El presidente argentino Javier Milei arribó a Santiago de Chile en la noche del martes acompañado por su hermana, la secretaria general de la Presidencia Karina Milei, para participar este miércoles de la ceremonia de traspaso de mando en el Congreso Nacional de Valparaíso. Allí, Gabriel Boric entregó la banda presidencial a José Antonio Kast, quien asumió con el 55% de los votos, convirtiéndose en el mandatario más votado de la historia chilena.
Aunque estaba prevista una reunión bilateral entre Milei y Kast antes de la ceremonia, el encuentro fue cancelado a último momento por “temas de agenda”. La visita del presidente argentino se inscribe en su estrategia de fortalecer vínculos con gobiernos de derecha en la región, en línea con su proyecto de consolidar una alianza latinoamericana de corte liberal-conservador.
Gestos políticos y vínculos regionales
En el Congreso, Milei saludó a Kast y a su esposa, María Pía Adriasola, y se mostró sonriente junto a Flavio Bolsonaro, hijo del ex presidente brasileño Jair Bolsonaro. La imagen buscó reforzar la sintonía ideológica entre los nuevos liderazgos de la derecha regional.
La relación entre Milei y Kast ya había tenido un primer capítulo en diciembre, apenas dos días después de la victoria del chileno en el balotaje. En aquella ocasión, ambos dirigentes coincidieron en la necesidad de avanzar en una agenda común de libre comercio y seguridad regional, alineada con la postura de Washington.

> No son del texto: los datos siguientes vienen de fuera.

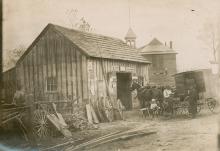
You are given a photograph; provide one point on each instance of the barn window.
(51, 84)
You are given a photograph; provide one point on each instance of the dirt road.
(183, 134)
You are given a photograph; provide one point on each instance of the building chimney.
(171, 45)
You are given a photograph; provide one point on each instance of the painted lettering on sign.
(122, 68)
(115, 68)
(129, 69)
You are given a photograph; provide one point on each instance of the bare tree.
(210, 36)
(11, 56)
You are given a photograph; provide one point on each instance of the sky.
(180, 21)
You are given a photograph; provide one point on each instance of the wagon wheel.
(40, 124)
(211, 104)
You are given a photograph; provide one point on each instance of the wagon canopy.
(197, 78)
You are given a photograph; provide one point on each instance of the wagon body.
(201, 79)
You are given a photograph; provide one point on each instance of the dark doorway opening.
(123, 89)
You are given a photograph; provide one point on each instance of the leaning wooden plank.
(60, 145)
(93, 142)
(88, 112)
(55, 121)
(94, 116)
(60, 117)
(9, 119)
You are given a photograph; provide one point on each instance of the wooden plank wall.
(9, 84)
(54, 56)
(96, 75)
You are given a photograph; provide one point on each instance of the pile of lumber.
(115, 136)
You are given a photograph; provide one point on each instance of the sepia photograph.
(110, 75)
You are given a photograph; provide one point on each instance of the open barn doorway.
(123, 89)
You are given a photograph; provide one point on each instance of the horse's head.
(134, 86)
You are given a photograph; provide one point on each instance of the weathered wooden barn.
(65, 63)
(163, 60)
(9, 84)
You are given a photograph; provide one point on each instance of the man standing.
(193, 96)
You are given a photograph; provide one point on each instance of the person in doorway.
(154, 108)
(168, 104)
(193, 97)
(19, 97)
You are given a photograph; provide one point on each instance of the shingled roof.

En esta oportunidad, la estadía de Milei será breve: junto a su hermana regresará a Buenos Aires en un vuelo especial a las 15.
Los asistentes internacionales
La asunción de Kast reunió a una docena de presidentes y líderes internacionales. Entre ellos, Rodrigo Paz (Bolivia), Yamandú Orsi (Uruguay), Daniel Noboa (Ecuador), Santiago Peña (Paraguay), Rodrigo Chaves (Costa Rica), Nasry Asfura (Honduras), José Raúl Mulino (Panamá), Luis Abinader (República Dominicana), Vahagn Khachaturyan (Armenia) y Tamás Sulyok (Hungría).
También participaron el rey Felipe VI de España, la líder opositora venezolana María Corina Machado y el primer ministro de Haití, Alix Didier Fils-Aimé. Algunos mandatarios enviaron representantes: Nayib Bukele delegó en su vicepresidente Félix Ulloa, mientras que Giorgia Meloni fue reemplazada por su canciller Antonio Tajani. En nombre de Estados Unidos asistió Christopher Landau, subsecretario de Estado.
El gran ausente fue el presidente brasileño Luiz Inácio Lula da Silva, quien alegó problemas de agenda. Sin embargo, medios brasileños señalaron que su ausencia respondió a la presencia de los hijos de Jair Bolsonaro, hoy enfrentado judicialmente con el gobierno de Lula.
Kast: un giro político en Chile
La llegada de José Antonio Kast a La Moneda marca un viraje político en Chile tras cuatro años de gobierno de izquierda bajo Gabriel Boric. Kast, de perfil ultraconservador y liberal en lo económico, propone un programa centrado en la reducción del gasto público, la baja de impuestos corporativos y un mayor protagonismo del sector privado en el crecimiento económico.
Su discurso sobre seguridad y migración ha sido uno de los ejes más polémicos: plantea bloquear pasos fronterizos no habilitados con drones y barreras, además de impulsar la expulsión masiva de extranjeros indocumentados. En campaña evitó pronunciarse sobre temas sensibles como el aborto, el matrimonio igualitario y la adopción por parte de parejas del mismo sexo, aunque su historial político refleja posiciones contrarias a esos derechos.
Hijo de un ex militante nazi que emigró a Chile tras la Segunda Guerra Mundial, Kast alcanzó la presidencia en su tercer intento, consolidando un liderazgo que combina tradición conservadora con un discurso de cambio bajo el lema “La fuerza del cambio”.
Un tablero regional en movimiento
La presencia de Milei en la asunción de Kast, sumada a los gestos de cercanía con referentes de la derecha regional, refuerza la idea de un nuevo bloque político en América Latina. La cancelación de la bilateral no opacó el mensaje central: Argentina y Chile buscan estrechar lazos en un contexto de reconfiguración ideológica en la región, con Washington como aliado estratégico y con Brasil como actor ausente en esta foto de poder.